Dr. Pietro Giampa

Research Scientist

Pietro completed his PhD in Particle Astrophysics at Queen’s University working on construction and early data analysis the DEAP-3600 experiment. Following his PhD Pietro was awarded the Otto Hausser Fellowship at TRIUMF. During his fellowship, he continued working on DEAP-3600 and spent some time studying the matter/anti-matter asymmetry puzzle with ultra-cold neutrons as part of the TUCAN collaboration.

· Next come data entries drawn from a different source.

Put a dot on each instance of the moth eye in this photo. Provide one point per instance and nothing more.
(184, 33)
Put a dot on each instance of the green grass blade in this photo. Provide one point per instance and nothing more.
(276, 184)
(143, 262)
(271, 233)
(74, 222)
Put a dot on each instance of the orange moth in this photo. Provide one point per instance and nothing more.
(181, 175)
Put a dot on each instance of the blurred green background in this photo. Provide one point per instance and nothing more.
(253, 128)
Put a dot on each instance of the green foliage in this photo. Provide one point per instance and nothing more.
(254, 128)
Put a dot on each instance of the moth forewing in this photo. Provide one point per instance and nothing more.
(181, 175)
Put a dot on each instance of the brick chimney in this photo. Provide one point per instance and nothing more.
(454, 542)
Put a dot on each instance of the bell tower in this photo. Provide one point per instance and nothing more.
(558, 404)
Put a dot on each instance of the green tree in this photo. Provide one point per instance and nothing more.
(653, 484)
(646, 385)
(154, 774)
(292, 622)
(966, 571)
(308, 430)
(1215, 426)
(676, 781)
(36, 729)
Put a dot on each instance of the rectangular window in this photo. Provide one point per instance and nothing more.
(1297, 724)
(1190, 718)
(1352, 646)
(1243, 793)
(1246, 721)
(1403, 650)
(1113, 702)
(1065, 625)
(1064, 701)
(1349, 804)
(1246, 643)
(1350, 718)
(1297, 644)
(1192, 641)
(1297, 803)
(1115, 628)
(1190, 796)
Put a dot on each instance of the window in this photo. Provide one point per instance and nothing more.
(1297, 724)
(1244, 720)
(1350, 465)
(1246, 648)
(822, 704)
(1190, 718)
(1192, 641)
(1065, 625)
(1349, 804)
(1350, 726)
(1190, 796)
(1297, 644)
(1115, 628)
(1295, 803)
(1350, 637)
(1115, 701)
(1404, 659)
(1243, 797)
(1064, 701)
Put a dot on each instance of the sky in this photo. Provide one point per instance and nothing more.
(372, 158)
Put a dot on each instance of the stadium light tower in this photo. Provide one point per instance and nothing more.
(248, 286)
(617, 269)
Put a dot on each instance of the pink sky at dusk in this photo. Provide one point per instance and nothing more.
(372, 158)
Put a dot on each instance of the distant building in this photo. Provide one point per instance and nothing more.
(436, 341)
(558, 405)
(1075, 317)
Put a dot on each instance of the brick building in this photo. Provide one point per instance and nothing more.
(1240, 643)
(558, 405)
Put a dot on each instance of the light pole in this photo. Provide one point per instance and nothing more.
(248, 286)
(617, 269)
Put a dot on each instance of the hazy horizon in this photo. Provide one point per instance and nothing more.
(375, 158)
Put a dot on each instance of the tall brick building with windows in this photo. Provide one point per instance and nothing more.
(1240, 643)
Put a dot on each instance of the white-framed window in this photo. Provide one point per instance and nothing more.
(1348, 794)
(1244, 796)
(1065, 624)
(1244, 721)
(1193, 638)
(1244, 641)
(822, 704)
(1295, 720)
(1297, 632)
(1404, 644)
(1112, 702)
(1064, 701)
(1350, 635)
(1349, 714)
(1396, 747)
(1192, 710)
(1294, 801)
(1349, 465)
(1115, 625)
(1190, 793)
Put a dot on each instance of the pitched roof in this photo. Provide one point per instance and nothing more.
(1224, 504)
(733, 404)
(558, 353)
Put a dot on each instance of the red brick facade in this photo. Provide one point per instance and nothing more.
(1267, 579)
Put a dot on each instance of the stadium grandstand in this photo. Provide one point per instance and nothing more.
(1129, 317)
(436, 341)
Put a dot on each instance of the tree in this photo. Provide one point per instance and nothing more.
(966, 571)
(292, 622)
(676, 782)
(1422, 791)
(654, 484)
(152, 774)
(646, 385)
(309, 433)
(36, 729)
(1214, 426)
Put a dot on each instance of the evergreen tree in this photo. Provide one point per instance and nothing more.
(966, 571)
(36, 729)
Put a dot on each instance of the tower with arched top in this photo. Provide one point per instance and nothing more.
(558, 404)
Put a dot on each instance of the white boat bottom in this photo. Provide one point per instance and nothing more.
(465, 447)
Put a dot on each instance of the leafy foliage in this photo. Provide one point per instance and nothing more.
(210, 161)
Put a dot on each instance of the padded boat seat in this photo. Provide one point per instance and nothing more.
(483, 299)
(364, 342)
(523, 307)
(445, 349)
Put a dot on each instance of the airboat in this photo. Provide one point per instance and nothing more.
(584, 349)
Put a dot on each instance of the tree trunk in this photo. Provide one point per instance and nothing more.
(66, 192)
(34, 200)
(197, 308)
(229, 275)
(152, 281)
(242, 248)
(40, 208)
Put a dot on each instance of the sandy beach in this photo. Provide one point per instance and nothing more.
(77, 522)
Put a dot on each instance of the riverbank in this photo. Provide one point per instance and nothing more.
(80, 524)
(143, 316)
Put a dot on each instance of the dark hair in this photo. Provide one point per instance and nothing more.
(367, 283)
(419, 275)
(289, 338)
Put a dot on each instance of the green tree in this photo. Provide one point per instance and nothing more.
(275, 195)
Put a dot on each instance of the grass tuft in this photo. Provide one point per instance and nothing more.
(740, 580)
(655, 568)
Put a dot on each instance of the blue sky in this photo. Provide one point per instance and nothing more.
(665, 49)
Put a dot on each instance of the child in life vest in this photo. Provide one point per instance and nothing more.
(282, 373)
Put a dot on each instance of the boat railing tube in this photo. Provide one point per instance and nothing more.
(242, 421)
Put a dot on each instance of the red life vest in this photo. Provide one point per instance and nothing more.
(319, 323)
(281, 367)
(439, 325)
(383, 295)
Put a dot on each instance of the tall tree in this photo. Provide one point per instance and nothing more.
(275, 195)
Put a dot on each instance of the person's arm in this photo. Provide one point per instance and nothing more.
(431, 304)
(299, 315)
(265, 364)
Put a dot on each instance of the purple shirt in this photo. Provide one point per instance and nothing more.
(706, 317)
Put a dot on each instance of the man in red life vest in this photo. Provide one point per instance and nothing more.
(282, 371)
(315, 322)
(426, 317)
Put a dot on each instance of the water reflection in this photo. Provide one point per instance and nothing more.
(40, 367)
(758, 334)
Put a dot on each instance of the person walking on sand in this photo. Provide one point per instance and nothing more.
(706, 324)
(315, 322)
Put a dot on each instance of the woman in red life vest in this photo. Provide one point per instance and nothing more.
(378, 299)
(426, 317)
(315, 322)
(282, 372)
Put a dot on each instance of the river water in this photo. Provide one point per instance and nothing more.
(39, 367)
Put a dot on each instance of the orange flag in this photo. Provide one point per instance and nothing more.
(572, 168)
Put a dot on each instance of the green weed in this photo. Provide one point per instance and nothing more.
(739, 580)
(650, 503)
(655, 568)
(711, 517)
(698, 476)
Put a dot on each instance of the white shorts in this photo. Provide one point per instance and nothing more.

In his role now Pietro continues to focus on dark matter studies as a member of the Scintillating Bubble Chamber (SBC) collaboration, a liquid noble bubble chamber to be used for a low-mass WIMP dark matter search. He is the main point of contact for the experiment at SNOLAB and is responsible for the delivery of the photo-readout system for the experiment which is integral for background rejection within the data. In addition to research activities Pietro also spends a portion of his time supervising physics students. 

How would you describe your work in simple terms?

“My research primarily focuses on studies beyond the standard model of particle physics. What that essentially means is that I’m really interested in further understanding our universe.”

What is something in your career you are especially proud of?

“Seeing my name in a scientific publication for the first time was a very cool moment. During my PhD I was also responsible for operating the Reserfacer, an 18-ft tall robot designed to remove the inner most layer of acrylic from the DEAP-3600 inner vessel.”

Why did you choose physics?  

“I guess I never really got over my ‘why?’ phase.”